Ursula went on in an unreal suspense, the last weeks before going away.
She was not herself,--she was not anything. She was something that is
going to be--soon--soon--very soon. But as yet, she was only imminent.
She went to see her parents. It was a rather stiff, sad meeting, more
like a verification of separateness than a reunion. But they were all
vague and indefinite with one another, stiffened in the fate that moved
them apart.
She did not really come to until she was on the ship crossing from
Dover to Ostend. Dimly she had come down to London with Birkin, London
had been a vagueness, so had the train-journey to Dover. It was all
like a sleep.
And now, at last, as she stood in the stern of the ship, in a
pitch-dark, rather blowy night, feeling the motion of the sea, and
watching the small, rather desolate little lights that twinkled on the
shores of England, as on the shores of nowhere, watched them sinking
smaller and smaller on the profound and living darkness, she felt her
soul stirring to awake from its anaesthetic sleep.
'Let us go forward, shall we?' said Birkin. He wanted to be at the tip
of their projection. So they left off looking at the faint sparks that
glimmered out of nowhere, in the far distance, called England, and
turned their faces to the unfathomed night in front.
They went right to the bows of the softly plunging vessel. In the
complete obscurity, Birkin found a comparatively sheltered nook, where
a great rope was coiled up. It was quite near the very point of the
ship, near the black, unpierced space ahead. There they sat down,
folded together, folded round with the same rug, creeping in nearer and
ever nearer to one another, till it seemed they had crept right into
each other, and become one substance. It was very cold, and the
darkness was palpable.
One of the ship's crew came along the deck, dark as the darkness, not
really visible. They then made out the faintest pallor of his face. He
felt their presence, and stopped, unsure--then bent forward. When his
face was near them, he saw the faint pallor of their faces. Then he
withdrew like a phantom. And they watched him without making any sound.
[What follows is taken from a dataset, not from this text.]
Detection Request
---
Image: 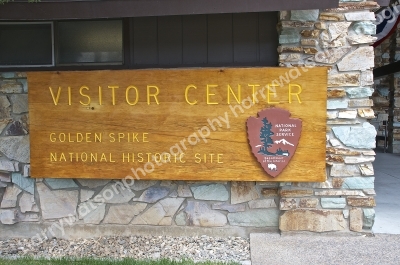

They seemed to fall away into the profound darkness. There was no sky,
no earth, only one unbroken darkness, into which, with a soft, sleeping
motion, they seemed to fall like one closed seed of life falling
through dark, fathomless space.
They had forgotten where they were, forgotten all that was and all that
had been, conscious only in their heart, and there conscious only of
this pure trajectory through the surpassing darkness. The ship's prow
cleaved on, with a faint noise of cleavage, into the complete night,
without knowing, without seeing, only surging on.